Strengths and Limitations

This study has strengths. First, we addressed resuscitation time bias and time-varying confounders. Although the secondary analysis of a clinical trial in the UK also addressed resuscitation time bias given its randomized double-blind design,[29] the difference in the results of that study and the present study may be explained by the differences in time to epinephrine administration (median intervals between EMS arrival and epinephrine administration were 14.8 minutes in the epinephrine group and 14.5 minutes in the placebo group in the UK study) and sample size. Second, RRs in the present study should be interpreted as the ratio of the risk of outcomes with epinephrine at any given minute vs the risk of outcomes without epinephrine at the same minute. This interpretation is clinically relevant for deciding whether a patient should receive epinephrine now.

This study also has limitations.
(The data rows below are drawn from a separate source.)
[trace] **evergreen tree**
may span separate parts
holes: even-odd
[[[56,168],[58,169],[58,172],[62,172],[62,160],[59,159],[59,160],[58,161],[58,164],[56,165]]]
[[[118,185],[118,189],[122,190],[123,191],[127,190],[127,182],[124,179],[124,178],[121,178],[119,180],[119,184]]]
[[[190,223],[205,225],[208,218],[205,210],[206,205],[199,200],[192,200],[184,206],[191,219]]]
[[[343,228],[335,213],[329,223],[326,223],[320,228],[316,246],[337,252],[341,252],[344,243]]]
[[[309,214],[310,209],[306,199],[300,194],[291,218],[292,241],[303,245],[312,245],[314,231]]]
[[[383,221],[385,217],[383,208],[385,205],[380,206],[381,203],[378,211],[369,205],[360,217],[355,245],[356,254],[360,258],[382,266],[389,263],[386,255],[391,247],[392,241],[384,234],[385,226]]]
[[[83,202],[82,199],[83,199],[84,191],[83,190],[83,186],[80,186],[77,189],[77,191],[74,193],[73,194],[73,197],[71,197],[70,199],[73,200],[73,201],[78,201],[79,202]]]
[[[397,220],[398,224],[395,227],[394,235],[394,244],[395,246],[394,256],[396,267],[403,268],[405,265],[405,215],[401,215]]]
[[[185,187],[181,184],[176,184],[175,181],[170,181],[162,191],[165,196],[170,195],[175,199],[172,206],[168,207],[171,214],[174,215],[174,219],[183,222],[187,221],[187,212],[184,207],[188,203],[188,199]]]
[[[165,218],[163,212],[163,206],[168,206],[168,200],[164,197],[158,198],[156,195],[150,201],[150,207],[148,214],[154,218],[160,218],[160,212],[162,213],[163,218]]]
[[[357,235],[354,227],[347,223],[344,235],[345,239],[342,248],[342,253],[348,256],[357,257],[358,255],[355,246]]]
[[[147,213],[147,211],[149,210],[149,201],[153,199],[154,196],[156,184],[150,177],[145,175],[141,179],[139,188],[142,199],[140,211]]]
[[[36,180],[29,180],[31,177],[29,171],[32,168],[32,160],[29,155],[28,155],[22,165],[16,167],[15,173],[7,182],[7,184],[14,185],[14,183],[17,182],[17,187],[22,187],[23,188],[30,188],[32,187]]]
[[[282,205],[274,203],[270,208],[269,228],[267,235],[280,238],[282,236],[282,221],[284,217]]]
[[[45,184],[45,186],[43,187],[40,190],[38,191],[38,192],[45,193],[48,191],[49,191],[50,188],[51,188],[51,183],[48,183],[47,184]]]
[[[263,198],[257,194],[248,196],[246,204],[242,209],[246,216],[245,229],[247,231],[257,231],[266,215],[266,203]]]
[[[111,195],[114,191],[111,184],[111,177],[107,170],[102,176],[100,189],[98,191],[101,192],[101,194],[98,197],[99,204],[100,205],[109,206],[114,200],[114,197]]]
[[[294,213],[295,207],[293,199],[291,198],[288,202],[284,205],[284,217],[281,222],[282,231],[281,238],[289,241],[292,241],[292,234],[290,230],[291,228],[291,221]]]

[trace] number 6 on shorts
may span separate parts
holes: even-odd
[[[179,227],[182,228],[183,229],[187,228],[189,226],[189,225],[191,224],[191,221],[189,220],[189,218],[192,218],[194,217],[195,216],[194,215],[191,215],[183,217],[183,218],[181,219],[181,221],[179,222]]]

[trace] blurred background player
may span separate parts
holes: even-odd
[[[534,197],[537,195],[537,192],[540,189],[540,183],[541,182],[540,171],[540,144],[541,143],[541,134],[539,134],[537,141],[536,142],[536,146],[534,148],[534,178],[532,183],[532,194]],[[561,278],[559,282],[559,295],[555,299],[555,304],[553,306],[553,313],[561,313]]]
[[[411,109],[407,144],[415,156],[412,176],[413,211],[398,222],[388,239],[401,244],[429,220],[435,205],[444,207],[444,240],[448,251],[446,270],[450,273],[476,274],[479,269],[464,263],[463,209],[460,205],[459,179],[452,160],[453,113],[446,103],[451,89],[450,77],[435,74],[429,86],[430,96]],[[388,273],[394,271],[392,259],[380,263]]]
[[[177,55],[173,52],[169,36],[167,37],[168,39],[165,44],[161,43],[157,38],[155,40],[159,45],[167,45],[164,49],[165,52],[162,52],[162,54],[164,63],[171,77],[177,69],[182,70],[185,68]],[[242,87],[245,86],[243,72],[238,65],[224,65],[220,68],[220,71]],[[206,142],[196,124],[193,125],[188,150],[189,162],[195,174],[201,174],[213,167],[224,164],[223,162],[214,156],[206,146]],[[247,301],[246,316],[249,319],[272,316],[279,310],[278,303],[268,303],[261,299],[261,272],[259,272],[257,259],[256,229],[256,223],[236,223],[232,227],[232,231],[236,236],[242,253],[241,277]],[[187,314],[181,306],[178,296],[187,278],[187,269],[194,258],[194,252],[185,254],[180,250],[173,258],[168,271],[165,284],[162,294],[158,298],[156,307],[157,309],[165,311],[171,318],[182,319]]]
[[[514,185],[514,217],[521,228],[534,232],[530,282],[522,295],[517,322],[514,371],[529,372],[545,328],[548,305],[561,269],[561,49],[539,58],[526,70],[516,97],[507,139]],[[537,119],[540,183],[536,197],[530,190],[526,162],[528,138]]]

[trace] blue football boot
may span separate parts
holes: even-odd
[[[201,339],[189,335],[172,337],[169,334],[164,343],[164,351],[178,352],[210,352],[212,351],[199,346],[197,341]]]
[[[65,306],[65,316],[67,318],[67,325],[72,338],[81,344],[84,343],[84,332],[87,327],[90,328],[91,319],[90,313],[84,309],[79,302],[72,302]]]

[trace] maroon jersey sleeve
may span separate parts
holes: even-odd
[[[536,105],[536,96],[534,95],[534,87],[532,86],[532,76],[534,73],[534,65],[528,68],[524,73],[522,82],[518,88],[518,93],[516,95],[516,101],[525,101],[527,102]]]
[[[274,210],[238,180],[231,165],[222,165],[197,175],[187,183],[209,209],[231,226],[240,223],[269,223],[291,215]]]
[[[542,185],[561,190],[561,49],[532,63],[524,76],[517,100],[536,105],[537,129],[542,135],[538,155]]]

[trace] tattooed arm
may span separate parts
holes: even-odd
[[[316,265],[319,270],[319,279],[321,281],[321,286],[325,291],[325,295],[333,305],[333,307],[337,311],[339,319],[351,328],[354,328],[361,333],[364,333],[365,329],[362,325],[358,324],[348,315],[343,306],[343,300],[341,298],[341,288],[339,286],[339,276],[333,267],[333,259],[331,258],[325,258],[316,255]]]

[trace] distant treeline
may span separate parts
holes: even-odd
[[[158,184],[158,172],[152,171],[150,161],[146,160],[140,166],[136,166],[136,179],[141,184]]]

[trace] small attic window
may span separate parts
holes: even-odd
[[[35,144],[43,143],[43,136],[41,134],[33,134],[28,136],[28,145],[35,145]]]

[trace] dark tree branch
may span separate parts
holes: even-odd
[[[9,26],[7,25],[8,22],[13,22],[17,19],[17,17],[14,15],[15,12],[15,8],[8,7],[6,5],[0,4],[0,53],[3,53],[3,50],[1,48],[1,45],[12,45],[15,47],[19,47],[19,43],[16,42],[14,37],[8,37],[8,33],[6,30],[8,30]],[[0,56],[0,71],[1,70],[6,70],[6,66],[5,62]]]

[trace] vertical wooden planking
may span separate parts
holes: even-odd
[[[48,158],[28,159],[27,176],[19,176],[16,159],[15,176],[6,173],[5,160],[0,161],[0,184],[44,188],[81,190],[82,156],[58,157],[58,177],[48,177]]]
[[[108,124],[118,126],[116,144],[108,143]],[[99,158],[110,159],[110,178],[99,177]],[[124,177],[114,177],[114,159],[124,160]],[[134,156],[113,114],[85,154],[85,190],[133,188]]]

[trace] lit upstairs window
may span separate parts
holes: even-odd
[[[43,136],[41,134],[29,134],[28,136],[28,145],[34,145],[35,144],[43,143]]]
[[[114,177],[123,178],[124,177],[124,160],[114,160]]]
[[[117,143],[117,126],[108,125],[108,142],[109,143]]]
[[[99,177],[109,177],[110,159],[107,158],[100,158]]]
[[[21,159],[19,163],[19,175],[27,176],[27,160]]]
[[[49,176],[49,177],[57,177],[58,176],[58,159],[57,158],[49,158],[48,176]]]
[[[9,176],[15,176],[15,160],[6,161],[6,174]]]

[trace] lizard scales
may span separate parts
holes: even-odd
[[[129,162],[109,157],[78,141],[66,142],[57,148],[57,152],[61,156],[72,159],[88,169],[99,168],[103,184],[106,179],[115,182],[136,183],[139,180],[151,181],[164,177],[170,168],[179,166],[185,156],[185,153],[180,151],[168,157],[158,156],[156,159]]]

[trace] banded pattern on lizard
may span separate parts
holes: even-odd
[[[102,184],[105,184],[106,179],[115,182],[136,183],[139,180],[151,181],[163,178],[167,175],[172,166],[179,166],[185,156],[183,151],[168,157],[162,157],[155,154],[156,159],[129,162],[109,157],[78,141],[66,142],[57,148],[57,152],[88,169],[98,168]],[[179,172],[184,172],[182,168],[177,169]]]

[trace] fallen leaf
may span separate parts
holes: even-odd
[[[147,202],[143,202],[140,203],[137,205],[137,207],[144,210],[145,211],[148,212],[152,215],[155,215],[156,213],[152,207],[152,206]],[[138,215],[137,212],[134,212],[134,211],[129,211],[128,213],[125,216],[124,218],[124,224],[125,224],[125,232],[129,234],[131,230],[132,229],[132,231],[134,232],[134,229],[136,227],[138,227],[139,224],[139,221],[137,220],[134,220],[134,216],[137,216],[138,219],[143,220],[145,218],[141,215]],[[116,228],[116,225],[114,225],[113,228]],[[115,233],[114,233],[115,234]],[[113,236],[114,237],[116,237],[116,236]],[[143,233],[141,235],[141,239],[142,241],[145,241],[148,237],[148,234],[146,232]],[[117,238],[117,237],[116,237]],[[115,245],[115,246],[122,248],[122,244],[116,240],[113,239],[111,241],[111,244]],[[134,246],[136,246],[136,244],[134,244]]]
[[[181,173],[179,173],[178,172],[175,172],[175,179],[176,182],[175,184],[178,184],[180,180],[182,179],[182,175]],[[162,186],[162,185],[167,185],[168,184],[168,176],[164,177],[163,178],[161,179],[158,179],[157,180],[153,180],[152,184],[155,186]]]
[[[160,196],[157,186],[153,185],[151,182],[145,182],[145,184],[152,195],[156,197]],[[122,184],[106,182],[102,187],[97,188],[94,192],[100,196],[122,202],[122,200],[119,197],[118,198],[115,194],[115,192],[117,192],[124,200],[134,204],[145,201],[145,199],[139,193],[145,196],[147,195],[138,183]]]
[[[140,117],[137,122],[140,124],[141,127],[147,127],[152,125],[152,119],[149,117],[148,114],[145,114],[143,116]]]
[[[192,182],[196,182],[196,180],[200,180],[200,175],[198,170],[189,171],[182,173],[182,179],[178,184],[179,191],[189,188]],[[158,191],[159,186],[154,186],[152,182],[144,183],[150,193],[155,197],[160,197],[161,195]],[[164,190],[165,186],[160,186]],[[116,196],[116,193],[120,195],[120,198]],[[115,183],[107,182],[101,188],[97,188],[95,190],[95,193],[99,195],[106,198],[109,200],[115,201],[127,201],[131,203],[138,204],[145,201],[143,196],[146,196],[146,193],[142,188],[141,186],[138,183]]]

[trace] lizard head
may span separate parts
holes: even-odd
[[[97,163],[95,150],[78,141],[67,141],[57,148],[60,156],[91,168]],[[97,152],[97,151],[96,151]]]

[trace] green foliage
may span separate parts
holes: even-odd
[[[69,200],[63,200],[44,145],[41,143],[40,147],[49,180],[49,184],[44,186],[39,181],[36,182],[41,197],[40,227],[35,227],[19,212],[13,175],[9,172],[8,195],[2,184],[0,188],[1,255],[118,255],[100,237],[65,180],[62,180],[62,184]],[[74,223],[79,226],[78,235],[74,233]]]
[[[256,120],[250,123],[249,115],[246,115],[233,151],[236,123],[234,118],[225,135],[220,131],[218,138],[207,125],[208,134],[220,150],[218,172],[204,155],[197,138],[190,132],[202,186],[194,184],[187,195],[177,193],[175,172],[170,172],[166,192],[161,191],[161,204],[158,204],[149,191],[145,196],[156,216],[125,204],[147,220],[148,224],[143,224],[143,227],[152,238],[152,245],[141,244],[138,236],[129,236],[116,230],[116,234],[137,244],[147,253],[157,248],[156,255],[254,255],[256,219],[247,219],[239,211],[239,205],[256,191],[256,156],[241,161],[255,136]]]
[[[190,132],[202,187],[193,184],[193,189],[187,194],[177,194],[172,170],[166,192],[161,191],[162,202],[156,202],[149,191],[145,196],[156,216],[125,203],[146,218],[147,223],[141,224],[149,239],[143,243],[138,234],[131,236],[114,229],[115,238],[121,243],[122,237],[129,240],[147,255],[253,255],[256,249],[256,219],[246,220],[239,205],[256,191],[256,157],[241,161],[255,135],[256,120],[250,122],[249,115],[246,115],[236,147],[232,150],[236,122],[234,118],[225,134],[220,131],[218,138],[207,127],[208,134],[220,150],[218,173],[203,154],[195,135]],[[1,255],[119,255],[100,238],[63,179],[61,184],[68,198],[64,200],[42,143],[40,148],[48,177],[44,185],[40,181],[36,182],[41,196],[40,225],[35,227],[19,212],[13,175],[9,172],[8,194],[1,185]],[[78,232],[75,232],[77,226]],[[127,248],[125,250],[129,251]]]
First, the timing of epinephrine administration may be a surrogate of EMS performance (ie, high-performing EMS personnel may administer epinephrine early). Because information on EMS systems was unavailable, we were unable to adjust for the clustering of patients within EMS systems. Similarly, we were unable to adjust for unmeasured confounders, such as patient comorbidity, postresuscitation practice,[31] and neighborhood factors.[32] Second, we cannot eliminate confounding by indication (ie, EMS personnel may not have administered epinephrine in patients who were expected to have early ROSC without epinephrine or in patients who had early TOR due to futility).[33] To account for this, we conducted a sensitivity analysis excluding those who had ROSC or TOR within 5 minutes after ALS arrival and observed consistent results. However, residual confounding by indication may still exist. For example, we defined cases as patients who were successfully administered epinephrine, whereas patients who had delayed epinephrine administration because of difficulty in establishing vascular access could have been matched as a control.[34] Third, given the observational design of the present study, we could not demonstrate causation. A clinical trial comparing early vs late epinephrine could assess for a causal association between early epinephrine administration and patient outcomes. However, given the current evidence about the survival benefit of epinephrine,[3] such a trial would not be ethically feasible. Fourth, the findings of the present study may not be generalizable to other EMS systems.

Conclusions

In this cohort study of more than 40 000 adults with OHCAs in North America, for both initial shockable and nonshockable cardiac rhythms, we found that the associations of epinephrine administration with survival to hospital discharge and favorable functional status at hospital discharge differed on the basis of the timing of administration, and risk ratios for the association between receipt of epinephrine and patient outcomes decreased as administration of epinephrine was delayed.